Unfortunately, this iteration of the plant was difficult to keep. The colored leaves would wilt and drop in a few days and growers had a hard time getting the flowers to bloom at the right moment to ship them out.
Enter H. Marc Cathey, a horticulturist for the U.S. Department of Agriculture, who began experimenting with the fleeting flowers. Cathey discovered several compounds that stunted the plant’s growth and kept it a manageable size for potting.
He is also the man responsible for figuring out how to keep the plant from flowering until distribution time, a process that Sarah Laskow from Atlas Obscura describes:
“Every night, from 11 p.m. to 1 a.m., he would flash the plants with three seconds of light each minute, which would confuse them enough that they held their flower fire.”
While Cathey was manipulating the plant with science, a family of farmers were using their agricultural know-how to make the plants stronger, more suited to life indoors, and to keep the flowers in bloom longer. The Ecke family saw the potential in poinsettias and made the decision to focus their business on them in 1910. By the 1960s they had a large commercial operation selling cuttings of their plants.

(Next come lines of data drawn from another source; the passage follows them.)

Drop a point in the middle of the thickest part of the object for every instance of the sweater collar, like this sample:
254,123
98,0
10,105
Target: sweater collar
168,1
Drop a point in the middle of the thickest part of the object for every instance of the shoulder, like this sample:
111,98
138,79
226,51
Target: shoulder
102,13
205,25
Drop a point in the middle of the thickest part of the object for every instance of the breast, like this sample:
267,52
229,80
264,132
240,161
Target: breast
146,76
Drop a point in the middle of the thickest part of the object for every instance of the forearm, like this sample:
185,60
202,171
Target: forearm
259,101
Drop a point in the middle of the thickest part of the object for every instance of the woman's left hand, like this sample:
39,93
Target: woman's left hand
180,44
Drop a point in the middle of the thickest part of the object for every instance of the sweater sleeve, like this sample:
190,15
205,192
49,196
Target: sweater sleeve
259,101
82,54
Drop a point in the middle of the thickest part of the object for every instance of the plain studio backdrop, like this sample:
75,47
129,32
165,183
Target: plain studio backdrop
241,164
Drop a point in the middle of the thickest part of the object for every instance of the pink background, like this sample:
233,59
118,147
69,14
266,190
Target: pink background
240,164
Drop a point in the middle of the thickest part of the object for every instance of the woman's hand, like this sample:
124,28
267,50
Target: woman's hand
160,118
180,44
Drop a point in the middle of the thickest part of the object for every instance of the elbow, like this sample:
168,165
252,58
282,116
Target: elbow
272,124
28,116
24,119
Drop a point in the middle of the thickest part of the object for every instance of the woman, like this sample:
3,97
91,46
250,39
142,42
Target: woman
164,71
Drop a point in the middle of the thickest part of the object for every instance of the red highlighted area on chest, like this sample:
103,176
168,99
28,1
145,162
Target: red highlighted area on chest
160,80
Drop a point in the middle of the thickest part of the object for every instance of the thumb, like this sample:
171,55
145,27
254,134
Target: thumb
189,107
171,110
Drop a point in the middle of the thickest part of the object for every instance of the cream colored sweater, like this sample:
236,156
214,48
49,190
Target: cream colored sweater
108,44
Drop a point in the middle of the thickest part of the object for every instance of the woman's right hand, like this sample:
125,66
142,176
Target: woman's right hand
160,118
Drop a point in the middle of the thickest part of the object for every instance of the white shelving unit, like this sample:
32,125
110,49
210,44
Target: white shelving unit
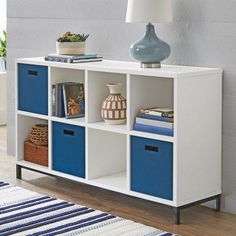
194,93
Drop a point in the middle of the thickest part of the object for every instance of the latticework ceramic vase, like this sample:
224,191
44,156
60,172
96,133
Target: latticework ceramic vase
114,106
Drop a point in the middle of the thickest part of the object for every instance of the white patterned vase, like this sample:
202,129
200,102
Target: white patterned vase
114,106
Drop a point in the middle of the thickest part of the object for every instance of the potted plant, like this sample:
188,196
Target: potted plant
3,51
71,44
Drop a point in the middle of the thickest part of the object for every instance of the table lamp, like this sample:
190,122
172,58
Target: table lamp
149,50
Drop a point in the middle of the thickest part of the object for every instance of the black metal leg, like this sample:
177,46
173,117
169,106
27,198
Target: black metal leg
18,172
218,203
176,215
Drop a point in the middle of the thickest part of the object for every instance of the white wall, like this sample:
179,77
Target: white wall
203,34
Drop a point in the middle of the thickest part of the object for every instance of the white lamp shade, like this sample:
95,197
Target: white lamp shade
149,11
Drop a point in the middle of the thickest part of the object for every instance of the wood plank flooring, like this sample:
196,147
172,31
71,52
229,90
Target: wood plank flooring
196,221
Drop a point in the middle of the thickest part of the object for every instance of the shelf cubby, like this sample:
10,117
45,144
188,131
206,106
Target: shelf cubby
106,162
98,91
24,125
63,75
149,91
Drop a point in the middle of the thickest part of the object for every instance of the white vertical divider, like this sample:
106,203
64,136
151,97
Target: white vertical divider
16,109
128,156
49,118
86,122
175,162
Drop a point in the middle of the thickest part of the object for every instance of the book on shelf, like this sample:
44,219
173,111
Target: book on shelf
68,100
158,111
151,117
154,129
74,101
152,122
73,58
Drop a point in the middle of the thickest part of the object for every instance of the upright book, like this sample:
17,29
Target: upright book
74,101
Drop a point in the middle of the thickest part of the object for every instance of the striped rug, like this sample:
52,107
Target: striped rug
23,212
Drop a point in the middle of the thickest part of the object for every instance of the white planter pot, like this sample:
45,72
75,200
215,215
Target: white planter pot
3,98
70,48
2,64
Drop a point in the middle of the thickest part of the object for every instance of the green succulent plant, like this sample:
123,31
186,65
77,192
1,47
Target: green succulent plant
3,45
71,37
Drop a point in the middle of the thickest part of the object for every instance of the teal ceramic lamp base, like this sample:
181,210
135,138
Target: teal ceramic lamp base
150,50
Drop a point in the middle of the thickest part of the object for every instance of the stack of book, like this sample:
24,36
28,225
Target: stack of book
155,120
73,58
68,100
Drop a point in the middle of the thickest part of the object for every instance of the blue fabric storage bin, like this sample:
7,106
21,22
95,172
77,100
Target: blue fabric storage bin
33,88
69,149
152,167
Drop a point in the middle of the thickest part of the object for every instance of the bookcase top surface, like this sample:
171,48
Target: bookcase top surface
171,71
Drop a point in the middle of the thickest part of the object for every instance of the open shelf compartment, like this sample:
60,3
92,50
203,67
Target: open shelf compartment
149,92
106,161
63,75
24,125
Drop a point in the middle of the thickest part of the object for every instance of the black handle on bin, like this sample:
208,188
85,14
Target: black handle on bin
69,132
33,72
151,148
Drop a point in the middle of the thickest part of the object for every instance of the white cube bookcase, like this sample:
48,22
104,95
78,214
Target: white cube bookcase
194,93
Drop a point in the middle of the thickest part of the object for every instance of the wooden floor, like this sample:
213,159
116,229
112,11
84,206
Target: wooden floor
196,221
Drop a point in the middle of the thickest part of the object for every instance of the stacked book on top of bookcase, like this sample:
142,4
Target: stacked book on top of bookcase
155,120
68,100
80,58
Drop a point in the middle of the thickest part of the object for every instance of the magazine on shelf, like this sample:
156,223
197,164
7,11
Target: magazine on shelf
73,59
158,111
158,123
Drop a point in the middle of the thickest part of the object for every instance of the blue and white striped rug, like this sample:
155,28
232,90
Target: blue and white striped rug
23,212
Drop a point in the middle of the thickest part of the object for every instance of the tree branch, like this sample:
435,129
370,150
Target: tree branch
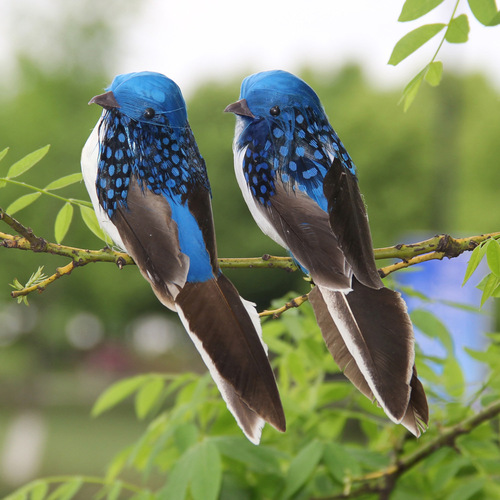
438,247
376,482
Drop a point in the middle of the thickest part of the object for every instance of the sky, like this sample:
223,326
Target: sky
194,40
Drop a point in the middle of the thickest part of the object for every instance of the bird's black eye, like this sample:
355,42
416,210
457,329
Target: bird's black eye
149,113
275,111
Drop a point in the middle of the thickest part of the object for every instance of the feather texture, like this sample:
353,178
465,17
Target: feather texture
149,188
300,184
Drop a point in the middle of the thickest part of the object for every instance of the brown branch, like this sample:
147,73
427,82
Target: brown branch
437,247
276,313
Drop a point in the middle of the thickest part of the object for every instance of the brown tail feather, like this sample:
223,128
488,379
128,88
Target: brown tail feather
370,337
220,324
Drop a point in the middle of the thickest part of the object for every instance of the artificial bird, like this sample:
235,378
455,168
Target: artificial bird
301,187
149,188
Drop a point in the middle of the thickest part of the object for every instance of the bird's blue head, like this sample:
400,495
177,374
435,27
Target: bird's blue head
146,97
270,93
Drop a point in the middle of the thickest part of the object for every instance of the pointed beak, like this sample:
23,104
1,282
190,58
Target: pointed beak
106,100
240,108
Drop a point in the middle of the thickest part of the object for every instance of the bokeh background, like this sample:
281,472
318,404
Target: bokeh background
431,170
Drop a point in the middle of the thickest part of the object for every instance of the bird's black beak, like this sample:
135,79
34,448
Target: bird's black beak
106,100
240,108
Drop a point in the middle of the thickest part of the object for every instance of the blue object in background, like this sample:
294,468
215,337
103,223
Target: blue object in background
441,281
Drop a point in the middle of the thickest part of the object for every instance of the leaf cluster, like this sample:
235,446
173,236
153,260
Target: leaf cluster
456,30
65,214
338,444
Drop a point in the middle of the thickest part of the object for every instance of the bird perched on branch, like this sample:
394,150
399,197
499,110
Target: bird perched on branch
300,185
149,187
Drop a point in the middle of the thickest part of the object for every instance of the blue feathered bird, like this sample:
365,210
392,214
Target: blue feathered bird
149,187
300,185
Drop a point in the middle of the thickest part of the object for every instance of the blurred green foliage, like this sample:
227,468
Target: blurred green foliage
432,169
337,442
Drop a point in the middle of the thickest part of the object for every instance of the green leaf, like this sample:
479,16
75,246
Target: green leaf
431,326
63,220
114,491
489,285
485,11
474,261
178,479
434,73
453,378
413,41
116,394
29,161
147,396
67,180
117,465
22,202
207,472
413,9
3,153
261,459
39,490
340,463
493,257
302,466
90,219
67,490
467,488
458,30
411,90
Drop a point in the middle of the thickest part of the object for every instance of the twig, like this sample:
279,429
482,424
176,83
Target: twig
276,313
438,247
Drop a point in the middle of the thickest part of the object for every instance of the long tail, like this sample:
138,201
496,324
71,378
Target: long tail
226,331
370,336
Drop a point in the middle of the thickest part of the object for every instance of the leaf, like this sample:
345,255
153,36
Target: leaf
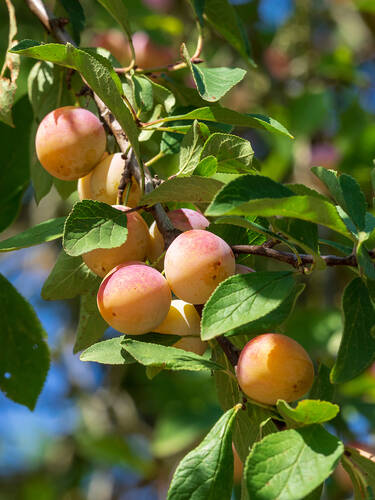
258,195
212,83
233,154
347,193
206,167
224,115
247,425
223,18
357,347
272,319
244,298
91,325
45,231
183,189
8,86
24,356
207,471
290,464
15,178
168,358
191,147
69,277
76,17
108,352
307,412
143,93
96,74
91,225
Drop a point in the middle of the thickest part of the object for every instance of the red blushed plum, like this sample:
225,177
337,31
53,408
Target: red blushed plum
182,319
102,182
273,366
69,142
134,298
183,219
102,260
241,269
195,263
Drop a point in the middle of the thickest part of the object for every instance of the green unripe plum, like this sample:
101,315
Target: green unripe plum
273,366
134,298
241,269
182,319
195,263
102,182
69,142
102,260
183,219
191,344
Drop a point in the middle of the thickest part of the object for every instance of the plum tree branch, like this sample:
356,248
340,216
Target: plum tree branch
290,258
131,167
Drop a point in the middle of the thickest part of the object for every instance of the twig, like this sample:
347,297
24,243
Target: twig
229,350
290,258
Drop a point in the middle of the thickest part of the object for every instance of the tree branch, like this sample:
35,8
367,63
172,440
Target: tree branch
290,258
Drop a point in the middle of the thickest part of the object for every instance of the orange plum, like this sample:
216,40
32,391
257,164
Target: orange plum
195,263
182,319
273,366
102,260
134,298
69,142
183,219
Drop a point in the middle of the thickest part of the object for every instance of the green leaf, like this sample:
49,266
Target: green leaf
206,167
91,225
244,298
16,176
8,86
223,18
207,471
183,189
76,17
357,347
346,192
191,147
167,358
24,356
247,426
45,231
307,412
290,464
224,115
143,93
96,74
272,319
91,325
212,83
258,195
109,352
69,277
233,154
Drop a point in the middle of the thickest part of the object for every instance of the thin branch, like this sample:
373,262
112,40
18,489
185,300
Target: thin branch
290,258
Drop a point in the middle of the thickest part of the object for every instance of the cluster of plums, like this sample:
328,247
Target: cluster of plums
135,298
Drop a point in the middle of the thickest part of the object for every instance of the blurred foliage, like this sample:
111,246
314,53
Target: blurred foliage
316,75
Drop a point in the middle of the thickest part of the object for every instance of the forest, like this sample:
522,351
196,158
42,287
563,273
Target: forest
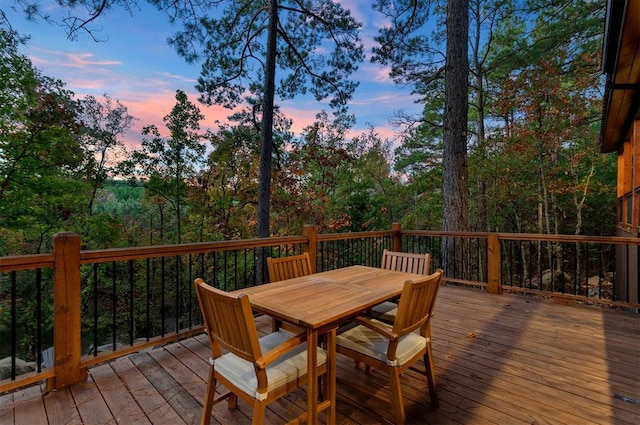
531,155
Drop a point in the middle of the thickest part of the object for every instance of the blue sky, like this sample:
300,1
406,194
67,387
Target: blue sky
136,66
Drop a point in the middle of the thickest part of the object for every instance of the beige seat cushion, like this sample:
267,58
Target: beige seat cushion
370,343
287,368
385,312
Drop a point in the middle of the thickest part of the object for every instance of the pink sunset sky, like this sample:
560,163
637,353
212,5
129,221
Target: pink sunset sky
135,65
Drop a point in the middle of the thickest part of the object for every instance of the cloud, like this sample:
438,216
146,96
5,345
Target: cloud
57,58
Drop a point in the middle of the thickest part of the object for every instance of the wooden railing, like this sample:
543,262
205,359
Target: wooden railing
105,289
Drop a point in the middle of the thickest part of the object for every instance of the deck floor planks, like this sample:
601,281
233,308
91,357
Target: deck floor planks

It took three generations of the Ecke family’s dedication before poinsettias blew up in popularity. In 1986 the poinsettia pushed the chrysanthemum out of the top spot and became America’s best-selling potted flowering plant, an honor it would retain until orchids became popular at the turn of the century.
Poinsettias grew into a 200 million dollar industry, and the Ecke family, which at one point distributed 90 percent of poinsettias in America, was the primary beneficiary.
Commercialization of the plant led to a greater variety. Today we can find poinsettias in many colors besides red, but the classic blazing bloomer is still the most popular, especially during the Christmas season. If planted, the poinsettia can still grow to tree size and bloom its most beautiful flowers, even if they are short-lived, just in time for Christmas.